Can you trust the ‘farmer’s voice’? It depends
Claims about farmers’ opinions on contested agricultural technologies, such as genetically engineered (GE) seeds, are often leveraged to support the positions of those on a particular side of the debate. Similarly, the “farmer’s voice” is often used in marketing and advertising, with producers and distributors of agricultural technologies displaying select and favorable quotes on their promotional materials. Capturing the farmer’s voice is also a frequent aim of academic study. Data from surveys and interviews are used to illustrate what is often labeled as “fact” concerning farmers’ views on certain agricultural practices. While the farmer’s voice can be a powerful tool of assertion, the way in which it is originally established, either through research or select quotes, plays a significant role in whether or not it provides a meaningful and legitimate representation or a farmer’s lived experience and beliefs.
A recent analysis of various studies claiming to provide representations of the “farmer’s voice” highlights that while understanding farmers’ perspectives is important, to do so effectively and meaningfully is a significant challenge. Writing in the journal Agriculture & Human Values, a group of University of Washington anthropologists argue that academic studies presenting the “farmer’s voice” are prone to a number of biases that limit the relevance of a study’s conclusions. These types of bias include information bias, individual bias, and short-term bias.
In order to illustrate their thesis, the authors highlight two case studies: one on the introduction of Golden Rice in the Philippines, and the other on Bt Cotton in India. Golden Rice and Bt cotton are both genetically engineered crops, and hotspots for the debate about the flaws and merits of this technology in agriculture. Instead of speaking directly to this debate, the authors’ analysis unpacks the issues in how the “farmer’s voice” is collected and evaluated in studies on these topics.
The authors begin by illustrating the nature and prevalence of information bias, in which specific information provided to an informant influences the informant’s perspective on a topic. It is particularly important to consider such bias in research on topics that are not widely understood or experienced — for instance, some GE seed technologies with which farmers do not have extensive lived experience. The authors cite research panels in which farmers, who had never used the particular GE seed in question, were asked whether hypothetically they would use the technology.
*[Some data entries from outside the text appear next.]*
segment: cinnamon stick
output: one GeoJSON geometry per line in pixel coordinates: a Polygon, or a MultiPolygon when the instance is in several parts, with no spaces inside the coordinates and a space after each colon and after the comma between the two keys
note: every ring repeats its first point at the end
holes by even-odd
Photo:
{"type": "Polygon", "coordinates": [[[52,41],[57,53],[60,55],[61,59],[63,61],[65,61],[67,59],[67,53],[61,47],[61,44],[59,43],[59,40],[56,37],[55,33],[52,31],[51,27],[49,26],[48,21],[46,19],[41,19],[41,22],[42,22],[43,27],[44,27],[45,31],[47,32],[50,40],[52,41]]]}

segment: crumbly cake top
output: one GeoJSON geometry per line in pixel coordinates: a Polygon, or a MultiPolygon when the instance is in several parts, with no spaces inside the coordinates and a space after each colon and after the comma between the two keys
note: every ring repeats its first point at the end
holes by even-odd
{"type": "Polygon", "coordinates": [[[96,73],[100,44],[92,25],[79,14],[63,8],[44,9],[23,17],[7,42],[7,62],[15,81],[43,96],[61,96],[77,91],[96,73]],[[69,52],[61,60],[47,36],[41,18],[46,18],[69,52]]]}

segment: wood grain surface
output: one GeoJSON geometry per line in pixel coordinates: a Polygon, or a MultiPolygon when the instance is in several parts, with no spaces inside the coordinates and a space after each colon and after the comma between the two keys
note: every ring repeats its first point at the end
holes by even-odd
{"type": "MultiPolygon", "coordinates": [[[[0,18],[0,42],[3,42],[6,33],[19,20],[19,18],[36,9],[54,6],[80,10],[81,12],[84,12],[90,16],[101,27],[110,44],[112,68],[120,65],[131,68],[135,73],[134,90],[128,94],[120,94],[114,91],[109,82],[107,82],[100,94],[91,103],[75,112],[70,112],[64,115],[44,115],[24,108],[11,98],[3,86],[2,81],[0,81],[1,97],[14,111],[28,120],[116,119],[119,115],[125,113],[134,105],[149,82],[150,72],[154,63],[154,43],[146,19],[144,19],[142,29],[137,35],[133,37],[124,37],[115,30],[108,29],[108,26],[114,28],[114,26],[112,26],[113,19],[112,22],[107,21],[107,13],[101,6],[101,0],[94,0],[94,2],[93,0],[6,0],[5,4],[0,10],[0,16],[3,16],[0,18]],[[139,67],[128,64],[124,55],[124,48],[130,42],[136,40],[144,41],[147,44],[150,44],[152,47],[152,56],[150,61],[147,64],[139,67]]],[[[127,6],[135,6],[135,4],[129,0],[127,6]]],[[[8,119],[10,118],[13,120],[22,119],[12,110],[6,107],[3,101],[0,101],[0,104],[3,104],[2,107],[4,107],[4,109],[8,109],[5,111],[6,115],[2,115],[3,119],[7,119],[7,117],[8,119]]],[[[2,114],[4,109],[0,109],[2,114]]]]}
In the various scenarios, farmers’ responses were used to depict either wholesale support or rejection for the particular seed. The authors argue that the experiences under which these opinions were asserted make the studies’ conclusions less meaningful than if they had been expressed by those who had actually used the technology, or by those who had been exposed to less opinionated information prior to being interviewed.
The next bias highlighted is individual bias, in which the answers are influenced by the fact that the researchers’ questions seek to elicit individual opinions on topics that are socially mediated — meaning beliefs that are typically formed through group interactions. Food production is such a topic. The authors note that trends in agriculture are primarily driven by social learning as opposed to environmental learning. Environmental learning — in this context, learning based on agronomic experiences — has limited influence on farmers due to the rapid and inconsistent nature of feedback from agricultural technologies. Thus, opinions expressed by farmers who have not interacted with the technology are unlikely to represent those of farmers who have, or the group which is of most interest. As with information bias, this bias limits the real-world applicability of a study’s findings.
Finally, the authors note the risk of short-term bias in the expression of farmers’ opinions on certain seed technologies. Many GE seeds have effects that vary over time. In the case of Bt cotton, initial yields may be high, generating enthusiasm among farmers, but will eventually decline, leading to farmer dissatisfaction. Consequently, the opinions expressed by farmers are particularly time-specific, and cannot be regarded as a final ruling on the acceptance or dismissal of agricultural technology. Again, studies prone to such bias have limited meaning in context, and cannot be relied upon to evaluate the real impacts of a given agricultural technology on a telling time scale.
With the world of agricultural technology becoming increasingly contentious and polarized, understanding farmers’ lived experiences with various technologies is essential to teasing out the nuances of its particular successes and failures. Yet, understanding these lived experiences and the consequent opinions of farmers is not a simple task. Studies that fail to account for and eliminate bias limit the relevance of their claims regarding the “farmer’s voice.” Moreover, failing to acknowledge these limits blurs the dynamic processes involved in the development of agricultural knowledge, processes that are important to a holistic analysis of whether a given technology is appropriate in a given context.